In announcing the Council, Obama said, "Women still earn just 78 cents for every dollar men make." Few statistics are more misleading: As is well documented, for the same work and same level of expertise, women earn at least as much as men. But the Council, using such profoundly misleading statistics, will likely demand legislation hurting men further--raising women's pay but not men's. And in a tight economy, tight budgets will often mean that if women's pay must be raised, men's will be decreased.

Balance between work and family. The Council on Women and Girls will, for example, likely urge employers to provide paid family leave, which more women than men will use, thereby saddling men with the work those women leave behind.

If President Obama were to be fair, he would institute a Council on Men and Boys. Its mandates would include:
  • Reducing the life-expectancy gap between men and women.
  • Helping to ensure that men and women receive equal pay for truly equal work.
  • Reducing domestic violence against men and women.
  • Ensuring fairness to men and women in divorce and custody cases.
  • Ensuring fairness to men and women in college admissions, hiring and promotion. (For example, among this year's college graduates, almost 60% will be women, only 40% men. Society didn't tolerate it when, decades ago, the situation was the reverse and society shouldn't tolerate it now.)
  • Ensuring that the curriculum and the media doesn't unfairly demonize boys and men.
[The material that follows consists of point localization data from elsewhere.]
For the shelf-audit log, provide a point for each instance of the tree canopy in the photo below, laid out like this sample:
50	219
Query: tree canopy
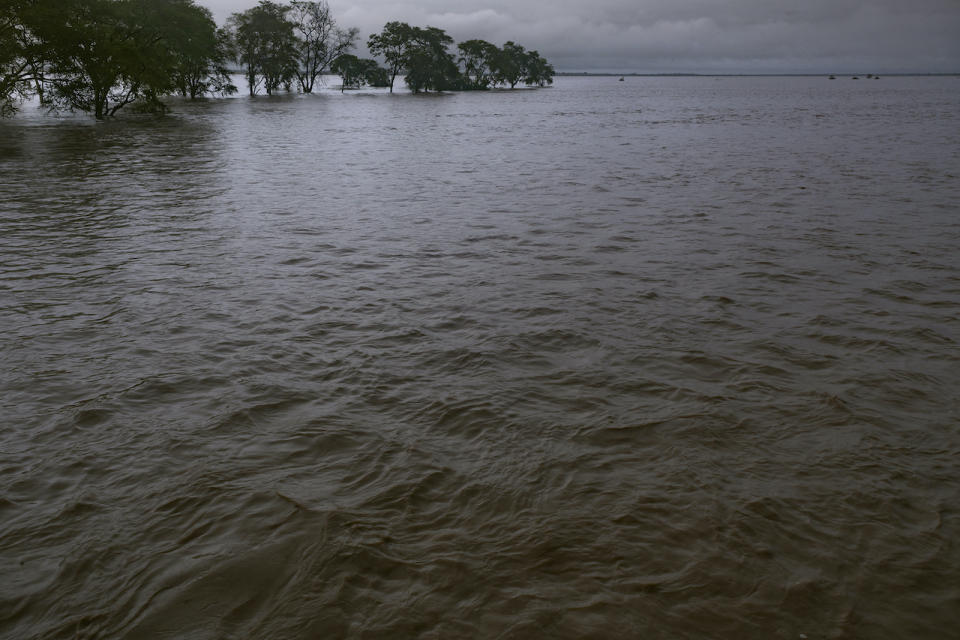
102	55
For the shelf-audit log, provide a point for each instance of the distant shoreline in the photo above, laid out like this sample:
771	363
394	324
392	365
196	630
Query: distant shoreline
743	75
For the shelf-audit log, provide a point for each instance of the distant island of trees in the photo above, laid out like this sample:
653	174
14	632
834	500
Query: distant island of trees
99	56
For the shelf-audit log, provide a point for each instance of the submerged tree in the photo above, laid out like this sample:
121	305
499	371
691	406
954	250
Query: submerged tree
477	58
392	43
202	53
102	55
358	72
429	65
510	65
319	40
20	61
266	46
538	71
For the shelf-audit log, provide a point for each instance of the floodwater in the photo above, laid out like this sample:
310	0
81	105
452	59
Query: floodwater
661	358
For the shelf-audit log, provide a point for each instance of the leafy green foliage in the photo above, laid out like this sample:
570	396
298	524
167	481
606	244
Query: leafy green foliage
266	46
358	72
320	40
393	44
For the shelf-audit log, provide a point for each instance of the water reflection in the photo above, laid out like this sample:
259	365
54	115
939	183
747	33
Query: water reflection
607	359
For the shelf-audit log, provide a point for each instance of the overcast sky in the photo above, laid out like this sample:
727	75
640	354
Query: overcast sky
690	36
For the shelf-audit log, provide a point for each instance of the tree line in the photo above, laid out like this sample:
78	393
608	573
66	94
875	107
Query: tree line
100	56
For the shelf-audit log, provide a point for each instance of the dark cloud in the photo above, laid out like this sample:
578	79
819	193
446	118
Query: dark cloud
690	35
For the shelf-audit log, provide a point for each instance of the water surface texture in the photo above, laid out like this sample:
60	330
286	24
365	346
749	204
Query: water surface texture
661	358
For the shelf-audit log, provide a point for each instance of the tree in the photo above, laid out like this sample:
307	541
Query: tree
21	65
105	54
539	72
266	46
392	44
202	53
319	40
510	65
429	64
357	72
476	59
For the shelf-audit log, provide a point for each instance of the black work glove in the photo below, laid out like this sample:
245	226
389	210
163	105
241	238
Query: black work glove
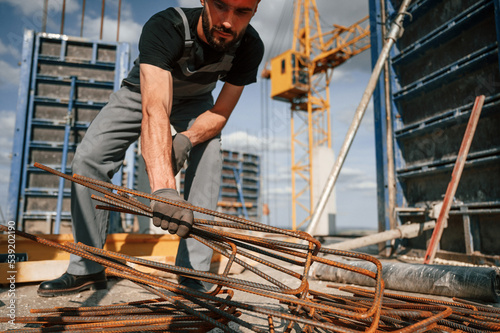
174	219
181	146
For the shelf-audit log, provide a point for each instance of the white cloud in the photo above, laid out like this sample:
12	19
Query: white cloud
9	49
9	75
356	180
130	31
31	7
243	141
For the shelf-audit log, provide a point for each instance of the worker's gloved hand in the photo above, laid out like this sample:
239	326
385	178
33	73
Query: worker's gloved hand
174	219
181	146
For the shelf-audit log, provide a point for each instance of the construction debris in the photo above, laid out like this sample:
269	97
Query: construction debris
179	308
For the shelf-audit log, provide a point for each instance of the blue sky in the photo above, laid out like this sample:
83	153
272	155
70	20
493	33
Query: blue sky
356	187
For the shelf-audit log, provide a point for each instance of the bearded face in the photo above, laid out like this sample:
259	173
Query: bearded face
219	37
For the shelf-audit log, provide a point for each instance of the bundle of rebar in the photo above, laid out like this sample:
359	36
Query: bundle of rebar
242	242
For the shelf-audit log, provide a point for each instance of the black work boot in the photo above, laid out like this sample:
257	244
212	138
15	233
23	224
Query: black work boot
69	284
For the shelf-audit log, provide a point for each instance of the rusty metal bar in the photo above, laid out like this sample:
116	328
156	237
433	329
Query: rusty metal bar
455	179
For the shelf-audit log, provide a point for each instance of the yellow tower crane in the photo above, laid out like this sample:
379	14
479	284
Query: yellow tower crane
301	76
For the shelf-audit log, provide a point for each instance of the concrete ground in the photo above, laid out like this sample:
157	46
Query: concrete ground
120	291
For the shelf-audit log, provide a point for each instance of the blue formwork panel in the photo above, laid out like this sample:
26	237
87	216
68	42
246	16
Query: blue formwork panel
65	81
446	57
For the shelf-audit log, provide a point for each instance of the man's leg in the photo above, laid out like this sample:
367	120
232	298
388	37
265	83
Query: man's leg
201	188
201	185
99	156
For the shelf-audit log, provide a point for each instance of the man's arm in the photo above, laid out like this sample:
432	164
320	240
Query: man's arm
156	137
211	122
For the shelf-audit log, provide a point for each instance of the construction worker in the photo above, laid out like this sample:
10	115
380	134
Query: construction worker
182	54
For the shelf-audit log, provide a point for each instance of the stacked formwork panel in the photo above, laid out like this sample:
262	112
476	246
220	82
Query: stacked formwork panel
446	57
64	83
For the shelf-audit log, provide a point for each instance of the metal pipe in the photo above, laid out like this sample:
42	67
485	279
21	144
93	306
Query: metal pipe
404	231
62	16
44	18
102	18
118	24
391	180
395	32
455	180
83	16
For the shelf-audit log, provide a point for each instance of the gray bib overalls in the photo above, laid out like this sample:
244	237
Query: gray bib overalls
117	126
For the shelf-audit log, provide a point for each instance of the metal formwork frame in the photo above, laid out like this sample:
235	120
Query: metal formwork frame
430	103
29	95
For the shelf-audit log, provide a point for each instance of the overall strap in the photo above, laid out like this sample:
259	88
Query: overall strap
188	41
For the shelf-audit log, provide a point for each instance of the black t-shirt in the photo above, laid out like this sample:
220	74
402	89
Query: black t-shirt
162	44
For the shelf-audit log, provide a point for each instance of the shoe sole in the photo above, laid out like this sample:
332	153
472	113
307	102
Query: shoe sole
62	292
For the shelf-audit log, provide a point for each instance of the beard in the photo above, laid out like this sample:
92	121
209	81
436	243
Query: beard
219	44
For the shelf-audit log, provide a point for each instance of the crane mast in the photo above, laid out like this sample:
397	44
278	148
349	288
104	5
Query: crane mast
302	76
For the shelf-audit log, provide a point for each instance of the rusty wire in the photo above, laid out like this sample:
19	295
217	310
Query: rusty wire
242	241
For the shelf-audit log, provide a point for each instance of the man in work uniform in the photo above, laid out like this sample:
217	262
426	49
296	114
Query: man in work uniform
182	54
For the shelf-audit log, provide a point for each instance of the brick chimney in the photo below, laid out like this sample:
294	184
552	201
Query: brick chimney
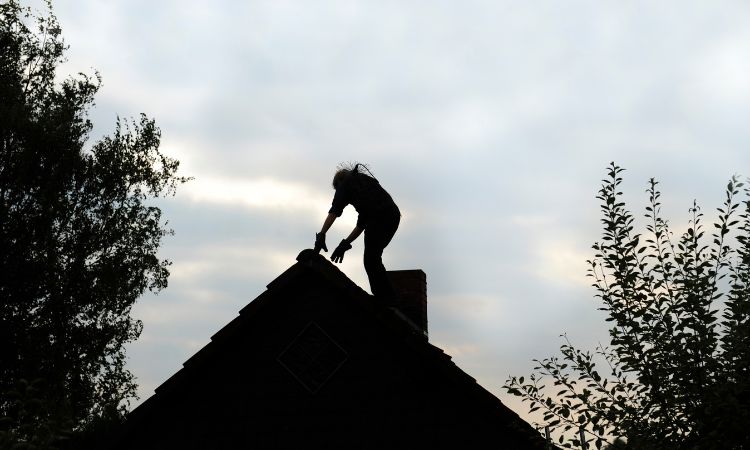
411	296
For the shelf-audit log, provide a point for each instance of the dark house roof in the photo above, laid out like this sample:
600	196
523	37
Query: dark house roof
316	362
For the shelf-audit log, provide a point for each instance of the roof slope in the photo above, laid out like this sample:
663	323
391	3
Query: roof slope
315	359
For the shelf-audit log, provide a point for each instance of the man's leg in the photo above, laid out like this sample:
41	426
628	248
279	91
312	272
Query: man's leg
377	236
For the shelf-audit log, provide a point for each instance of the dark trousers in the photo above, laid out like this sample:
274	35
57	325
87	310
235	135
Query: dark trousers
378	233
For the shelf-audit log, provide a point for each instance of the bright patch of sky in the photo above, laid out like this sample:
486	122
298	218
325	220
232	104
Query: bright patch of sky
490	122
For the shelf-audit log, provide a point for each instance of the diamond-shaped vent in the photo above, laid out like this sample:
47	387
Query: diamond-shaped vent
313	357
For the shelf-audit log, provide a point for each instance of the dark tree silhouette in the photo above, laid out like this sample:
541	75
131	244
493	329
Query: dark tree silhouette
676	374
78	237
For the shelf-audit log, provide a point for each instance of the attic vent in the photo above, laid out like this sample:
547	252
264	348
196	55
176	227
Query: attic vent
313	357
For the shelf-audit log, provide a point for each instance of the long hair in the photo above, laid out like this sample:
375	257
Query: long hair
344	170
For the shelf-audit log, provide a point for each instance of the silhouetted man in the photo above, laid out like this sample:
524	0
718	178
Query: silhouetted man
378	218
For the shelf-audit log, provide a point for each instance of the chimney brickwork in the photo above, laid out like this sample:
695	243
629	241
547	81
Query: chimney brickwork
411	295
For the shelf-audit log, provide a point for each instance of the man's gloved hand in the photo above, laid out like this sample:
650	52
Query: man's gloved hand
338	254
320	242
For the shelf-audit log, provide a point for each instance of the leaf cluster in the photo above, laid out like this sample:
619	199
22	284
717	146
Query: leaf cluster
79	235
676	371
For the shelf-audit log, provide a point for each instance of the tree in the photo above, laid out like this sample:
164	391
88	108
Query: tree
676	374
78	235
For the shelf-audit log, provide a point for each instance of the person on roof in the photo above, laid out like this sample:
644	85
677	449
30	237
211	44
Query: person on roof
379	218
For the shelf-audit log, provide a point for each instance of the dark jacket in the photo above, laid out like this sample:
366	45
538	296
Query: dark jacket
366	195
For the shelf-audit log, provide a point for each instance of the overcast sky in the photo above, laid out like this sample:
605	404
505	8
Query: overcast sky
491	123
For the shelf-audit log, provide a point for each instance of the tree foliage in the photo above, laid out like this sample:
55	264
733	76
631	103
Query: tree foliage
78	236
676	374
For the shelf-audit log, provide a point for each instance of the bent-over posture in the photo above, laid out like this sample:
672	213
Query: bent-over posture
378	218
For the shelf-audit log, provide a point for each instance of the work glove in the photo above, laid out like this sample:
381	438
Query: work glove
338	254
320	242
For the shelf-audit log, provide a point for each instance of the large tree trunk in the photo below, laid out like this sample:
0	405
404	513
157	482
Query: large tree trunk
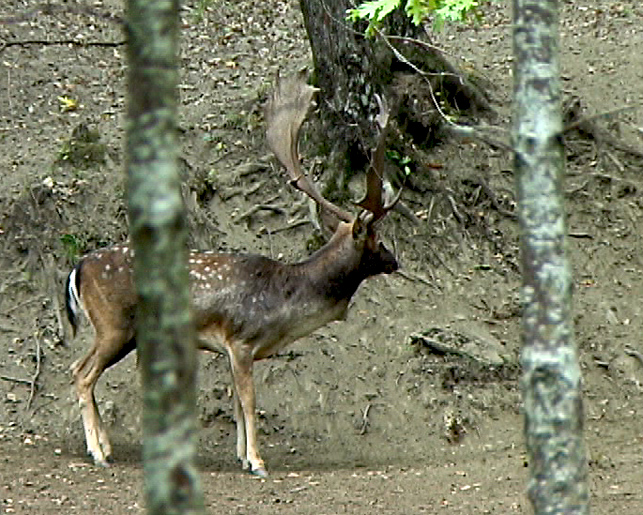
351	69
551	372
164	332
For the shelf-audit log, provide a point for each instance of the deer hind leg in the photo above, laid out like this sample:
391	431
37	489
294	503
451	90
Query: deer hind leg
244	408
86	372
240	421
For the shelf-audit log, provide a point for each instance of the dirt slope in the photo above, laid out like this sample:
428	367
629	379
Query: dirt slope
354	418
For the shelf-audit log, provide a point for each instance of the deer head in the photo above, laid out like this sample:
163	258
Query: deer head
285	112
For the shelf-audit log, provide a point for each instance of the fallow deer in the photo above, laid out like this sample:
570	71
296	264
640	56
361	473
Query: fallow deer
249	306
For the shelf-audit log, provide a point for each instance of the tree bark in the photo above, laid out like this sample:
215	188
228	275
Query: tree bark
349	70
165	333
551	374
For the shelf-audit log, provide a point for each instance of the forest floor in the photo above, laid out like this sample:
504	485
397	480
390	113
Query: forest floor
356	417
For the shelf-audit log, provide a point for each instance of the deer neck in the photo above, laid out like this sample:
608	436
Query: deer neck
334	271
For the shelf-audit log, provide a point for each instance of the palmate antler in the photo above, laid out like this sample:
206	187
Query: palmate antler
285	112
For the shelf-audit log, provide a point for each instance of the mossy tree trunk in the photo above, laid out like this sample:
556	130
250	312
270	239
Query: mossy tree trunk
165	333
551	372
349	70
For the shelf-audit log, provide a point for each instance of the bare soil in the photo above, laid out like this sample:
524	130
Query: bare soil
354	418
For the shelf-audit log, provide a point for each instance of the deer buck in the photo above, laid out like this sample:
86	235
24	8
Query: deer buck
249	306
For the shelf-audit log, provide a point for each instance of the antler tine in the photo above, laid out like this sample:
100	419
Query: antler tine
285	112
373	200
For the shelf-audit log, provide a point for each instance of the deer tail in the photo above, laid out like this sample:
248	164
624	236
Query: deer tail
72	297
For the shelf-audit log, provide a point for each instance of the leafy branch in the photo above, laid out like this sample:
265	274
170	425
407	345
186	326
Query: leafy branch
374	11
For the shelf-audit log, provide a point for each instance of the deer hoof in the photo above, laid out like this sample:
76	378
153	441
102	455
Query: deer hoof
259	472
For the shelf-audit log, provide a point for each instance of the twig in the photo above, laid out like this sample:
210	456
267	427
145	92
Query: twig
365	419
64	42
15	380
22	305
604	114
293	225
258	207
51	9
34	378
414	277
634	353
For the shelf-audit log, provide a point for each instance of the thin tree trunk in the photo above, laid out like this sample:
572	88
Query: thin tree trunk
551	373
165	333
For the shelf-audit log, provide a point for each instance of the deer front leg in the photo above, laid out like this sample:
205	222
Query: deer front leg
241	366
240	420
98	446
Today, textbooks focus on women's accomplishments and men's evils. Boys are falling further and further behind girls in student achievement. Movies and television programs disproportionately portray women as smart and efficacious, men as boors, idiots, dishonest, and/or violent. Men have contributed mightily to society: from the transformative (inventing everything from refrigeration to penicillin to Google) to the mundane (from building our homes to policing our streets to digging our graves.)
Obama claims to be a president for all Americans. He needs to prove it.


Anonymous said...

You know that this month is Women's History Month, right? Probably not a coincidence.

I don't think it will really matter what he does toward these ends. Women that have made it a habit or career to complain about perceived unfair treatment, justified or not, will continue to complain. And that squeaky wheel will continue to get that grease for years.

This reminds me of a short video I saw last month:

It's Morgan Freeman, talking about Black History Month (doesn't want one) and racism (his solution: "stop talking about it").

Could it be that simple? Could things like racism and sexism go away over the years and decades if enough of us simply stopped making them issues?

Not long ago, I asked a friend of mine, who's white, what's he's learned about being black for me, who's black. He answered, "I don't think of you as black. I think of you as my friend who happens to have more melanin."

If we were all seen in such a way, as people first and not society's labels first, there may not be a need for things like the "Council on Women & Girls." But I don't think that will happen in my lifetime.

Anonymous said...

Why didn't N.O.W. back Sara Palin?

Marty Nemko said...

I do think that whatever benefits accrue from race consciousness are outweighed by the liabilities.